Je réfléchis par ailleurs à une structure proche de celle de l’ANVAR pour favoriser l’innovation dans le commerce. Par exemple, le domaine de la monétique est peu investi par les chercheurs. Le gouvernement d’Alain Juppé a procédé, dès juillet 1995, à une première ouverture grâce à l’extension des procédures SOFARIS et CODEVI aux entreprises et aux services aux particuliers.

D’autres élargissements de la pratique de l’innovation seront nécessaires demain pour l’avenir de l’artisanat et des services.
Troisième axe : il faut améliorer les relations entre fournisseurs et distributeurs. C’est l’objet de la loi sur la concurrence en cours de discussion au Parlement, mais aussi de tous les accords interprofessionnels.

Enfin, il faut travailler au maintien du commerce, voire à sa réimplantation dans les zones où son activité est difficile.
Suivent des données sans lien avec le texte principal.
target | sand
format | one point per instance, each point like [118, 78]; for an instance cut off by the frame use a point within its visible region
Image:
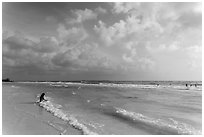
[21, 116]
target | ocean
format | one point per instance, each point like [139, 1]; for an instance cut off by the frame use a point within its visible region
[122, 107]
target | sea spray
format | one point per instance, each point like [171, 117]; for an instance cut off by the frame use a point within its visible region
[56, 110]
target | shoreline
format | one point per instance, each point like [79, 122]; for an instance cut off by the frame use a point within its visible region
[21, 116]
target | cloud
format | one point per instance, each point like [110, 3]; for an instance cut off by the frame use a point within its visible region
[124, 7]
[82, 15]
[100, 10]
[71, 36]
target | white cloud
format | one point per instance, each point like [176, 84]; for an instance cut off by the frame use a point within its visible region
[82, 15]
[124, 7]
[100, 10]
[71, 36]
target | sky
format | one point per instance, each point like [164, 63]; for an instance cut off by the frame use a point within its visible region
[102, 41]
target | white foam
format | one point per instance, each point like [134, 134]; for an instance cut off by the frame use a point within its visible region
[180, 127]
[56, 110]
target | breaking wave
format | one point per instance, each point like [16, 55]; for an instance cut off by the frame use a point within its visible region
[56, 110]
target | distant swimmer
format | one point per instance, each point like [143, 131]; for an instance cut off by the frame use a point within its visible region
[42, 97]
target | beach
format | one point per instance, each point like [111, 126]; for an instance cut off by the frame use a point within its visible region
[106, 108]
[21, 116]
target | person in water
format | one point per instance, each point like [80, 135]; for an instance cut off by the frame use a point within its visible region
[42, 97]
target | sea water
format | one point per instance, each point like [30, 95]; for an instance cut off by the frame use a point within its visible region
[125, 107]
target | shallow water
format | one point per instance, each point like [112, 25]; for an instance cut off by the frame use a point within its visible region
[124, 107]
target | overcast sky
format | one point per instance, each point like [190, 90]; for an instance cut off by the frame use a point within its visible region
[102, 41]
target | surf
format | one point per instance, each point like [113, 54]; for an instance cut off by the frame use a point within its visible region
[56, 110]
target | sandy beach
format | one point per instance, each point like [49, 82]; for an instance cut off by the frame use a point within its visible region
[21, 116]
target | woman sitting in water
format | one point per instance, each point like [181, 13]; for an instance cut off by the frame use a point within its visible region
[42, 97]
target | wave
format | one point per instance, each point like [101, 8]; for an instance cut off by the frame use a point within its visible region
[125, 85]
[171, 126]
[56, 110]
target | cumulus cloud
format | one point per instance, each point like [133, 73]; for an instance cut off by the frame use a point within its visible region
[82, 15]
[71, 36]
[100, 10]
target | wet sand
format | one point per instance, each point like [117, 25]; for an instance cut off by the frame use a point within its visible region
[21, 116]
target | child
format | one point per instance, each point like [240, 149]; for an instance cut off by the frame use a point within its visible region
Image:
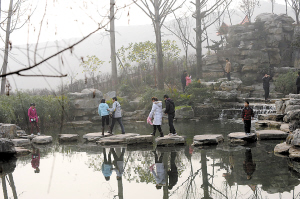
[247, 115]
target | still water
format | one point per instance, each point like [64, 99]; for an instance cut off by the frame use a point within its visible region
[81, 170]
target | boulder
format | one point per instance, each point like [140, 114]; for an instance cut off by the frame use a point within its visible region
[170, 140]
[68, 137]
[186, 112]
[42, 139]
[7, 146]
[271, 135]
[21, 142]
[200, 140]
[140, 139]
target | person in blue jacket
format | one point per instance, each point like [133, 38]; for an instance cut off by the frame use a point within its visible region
[104, 113]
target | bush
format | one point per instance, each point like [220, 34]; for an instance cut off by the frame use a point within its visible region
[286, 83]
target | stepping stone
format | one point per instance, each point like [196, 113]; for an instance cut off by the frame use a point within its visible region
[93, 137]
[170, 140]
[282, 148]
[116, 139]
[239, 137]
[140, 139]
[68, 137]
[200, 140]
[21, 142]
[271, 135]
[42, 139]
[21, 151]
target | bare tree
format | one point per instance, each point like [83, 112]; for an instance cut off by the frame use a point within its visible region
[157, 11]
[295, 5]
[248, 7]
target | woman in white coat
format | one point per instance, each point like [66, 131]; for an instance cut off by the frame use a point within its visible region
[157, 114]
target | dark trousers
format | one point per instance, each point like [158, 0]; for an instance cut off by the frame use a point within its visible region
[120, 122]
[171, 125]
[267, 91]
[247, 126]
[32, 126]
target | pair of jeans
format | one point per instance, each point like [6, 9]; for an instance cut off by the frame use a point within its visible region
[171, 125]
[120, 122]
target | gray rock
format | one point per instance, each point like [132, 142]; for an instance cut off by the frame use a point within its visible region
[7, 146]
[21, 142]
[271, 135]
[68, 137]
[170, 140]
[200, 140]
[42, 139]
[282, 148]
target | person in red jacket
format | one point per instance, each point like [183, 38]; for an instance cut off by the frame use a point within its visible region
[33, 118]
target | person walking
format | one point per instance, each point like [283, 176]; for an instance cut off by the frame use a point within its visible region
[247, 115]
[266, 85]
[104, 114]
[116, 115]
[156, 113]
[228, 69]
[33, 119]
[170, 111]
[183, 80]
[298, 83]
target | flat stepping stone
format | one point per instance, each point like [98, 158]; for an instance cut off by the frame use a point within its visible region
[21, 151]
[238, 137]
[21, 142]
[68, 137]
[42, 139]
[170, 140]
[140, 139]
[271, 135]
[200, 140]
[93, 137]
[116, 139]
[282, 148]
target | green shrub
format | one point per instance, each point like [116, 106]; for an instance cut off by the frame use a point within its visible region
[286, 83]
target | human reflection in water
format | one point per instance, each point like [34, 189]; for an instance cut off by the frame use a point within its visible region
[35, 159]
[173, 172]
[160, 174]
[118, 162]
[107, 165]
[248, 165]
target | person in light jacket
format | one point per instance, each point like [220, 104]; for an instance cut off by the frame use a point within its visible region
[157, 114]
[104, 113]
[116, 115]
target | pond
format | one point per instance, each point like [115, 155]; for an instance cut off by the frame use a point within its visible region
[75, 170]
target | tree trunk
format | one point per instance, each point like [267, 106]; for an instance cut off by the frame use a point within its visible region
[159, 52]
[5, 59]
[113, 45]
[198, 40]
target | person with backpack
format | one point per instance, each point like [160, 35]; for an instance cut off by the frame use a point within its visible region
[170, 111]
[116, 114]
[104, 114]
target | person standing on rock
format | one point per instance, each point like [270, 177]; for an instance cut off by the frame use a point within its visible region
[104, 114]
[170, 111]
[266, 85]
[298, 83]
[228, 69]
[183, 80]
[247, 115]
[156, 113]
[33, 118]
[116, 113]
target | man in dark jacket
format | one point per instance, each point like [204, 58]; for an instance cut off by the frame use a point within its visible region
[247, 115]
[266, 85]
[170, 111]
[298, 83]
[183, 80]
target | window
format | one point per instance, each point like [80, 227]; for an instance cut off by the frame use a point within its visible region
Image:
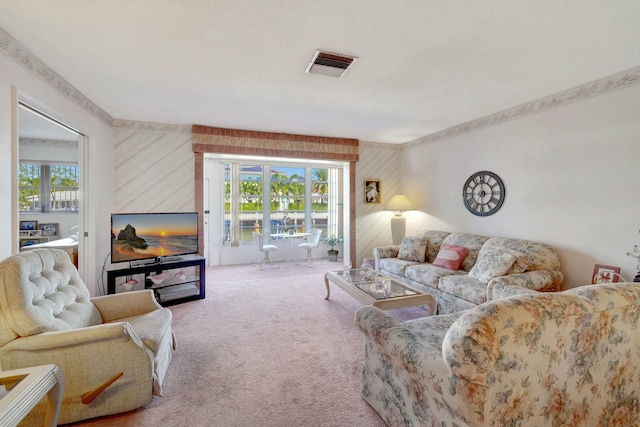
[47, 188]
[274, 198]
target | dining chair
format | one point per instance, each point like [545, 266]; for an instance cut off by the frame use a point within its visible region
[258, 238]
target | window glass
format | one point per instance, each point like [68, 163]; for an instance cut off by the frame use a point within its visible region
[297, 200]
[48, 188]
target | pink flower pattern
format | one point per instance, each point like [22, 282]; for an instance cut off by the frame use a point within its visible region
[535, 359]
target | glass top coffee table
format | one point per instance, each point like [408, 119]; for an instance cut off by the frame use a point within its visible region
[377, 290]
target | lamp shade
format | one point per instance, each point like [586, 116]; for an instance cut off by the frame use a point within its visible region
[399, 202]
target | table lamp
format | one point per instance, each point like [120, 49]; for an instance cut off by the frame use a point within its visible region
[398, 203]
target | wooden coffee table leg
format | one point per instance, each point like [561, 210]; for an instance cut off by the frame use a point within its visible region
[326, 283]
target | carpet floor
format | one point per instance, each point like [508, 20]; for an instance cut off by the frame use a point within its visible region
[264, 348]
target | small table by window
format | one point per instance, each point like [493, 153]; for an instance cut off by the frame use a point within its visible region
[290, 237]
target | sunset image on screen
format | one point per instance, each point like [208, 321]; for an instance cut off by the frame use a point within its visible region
[141, 236]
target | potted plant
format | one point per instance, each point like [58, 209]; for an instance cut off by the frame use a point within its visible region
[331, 241]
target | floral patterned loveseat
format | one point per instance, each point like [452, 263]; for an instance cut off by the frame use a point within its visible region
[490, 265]
[537, 359]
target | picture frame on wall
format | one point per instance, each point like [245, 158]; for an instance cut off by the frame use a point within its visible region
[372, 191]
[605, 274]
[48, 229]
[28, 225]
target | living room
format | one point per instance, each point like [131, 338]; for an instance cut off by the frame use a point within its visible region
[566, 155]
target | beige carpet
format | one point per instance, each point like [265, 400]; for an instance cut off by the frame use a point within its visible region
[263, 349]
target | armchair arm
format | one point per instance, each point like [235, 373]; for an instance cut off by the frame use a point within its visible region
[537, 280]
[89, 357]
[118, 306]
[380, 252]
[421, 365]
[396, 340]
[52, 341]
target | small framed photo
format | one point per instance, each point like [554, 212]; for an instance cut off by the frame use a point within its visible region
[28, 225]
[372, 192]
[605, 274]
[48, 229]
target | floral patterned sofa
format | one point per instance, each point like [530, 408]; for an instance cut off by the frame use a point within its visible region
[536, 359]
[490, 265]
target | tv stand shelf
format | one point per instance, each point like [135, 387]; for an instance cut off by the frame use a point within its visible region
[173, 281]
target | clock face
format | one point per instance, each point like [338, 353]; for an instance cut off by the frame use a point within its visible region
[483, 193]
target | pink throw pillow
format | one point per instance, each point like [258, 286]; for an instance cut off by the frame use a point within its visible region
[450, 256]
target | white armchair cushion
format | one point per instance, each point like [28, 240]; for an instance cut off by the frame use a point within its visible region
[49, 295]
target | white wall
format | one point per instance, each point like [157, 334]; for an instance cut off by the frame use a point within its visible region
[571, 177]
[99, 167]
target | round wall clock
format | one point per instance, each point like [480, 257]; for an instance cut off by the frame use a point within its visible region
[483, 193]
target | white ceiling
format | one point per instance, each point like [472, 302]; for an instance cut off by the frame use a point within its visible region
[424, 65]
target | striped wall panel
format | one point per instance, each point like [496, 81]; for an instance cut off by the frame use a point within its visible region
[377, 161]
[154, 168]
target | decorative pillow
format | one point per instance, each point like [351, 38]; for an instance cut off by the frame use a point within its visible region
[521, 264]
[413, 249]
[491, 263]
[450, 256]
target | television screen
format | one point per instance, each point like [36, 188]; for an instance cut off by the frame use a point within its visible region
[142, 236]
C’est le cas de certains quartiers en difficulté où le gouvernement a prévu des aides fiscales et sociales, voire des zones franches, dans le cadre du plan de relance pour la ville, présenté à Marseille, le 28 janvier.

C’est pour toutes ces raisons que nous avons organisées, avec la direction du commerce intérieur, les 1res Rencontres du commerce et du monde rural, lundi à Poitiers, 1 000 personnes pour 1 000 villages y participeront sur le thème « Comment dynamiser plus l’espace rural ».

Toutes ces actions en faveur du commerce rural s’inscrivent donc dans le nouveau paysage commercial annoncé par le Premier ministre, à Bordeaux, au mois de novembre dernier, lors de la présentation du plan PME.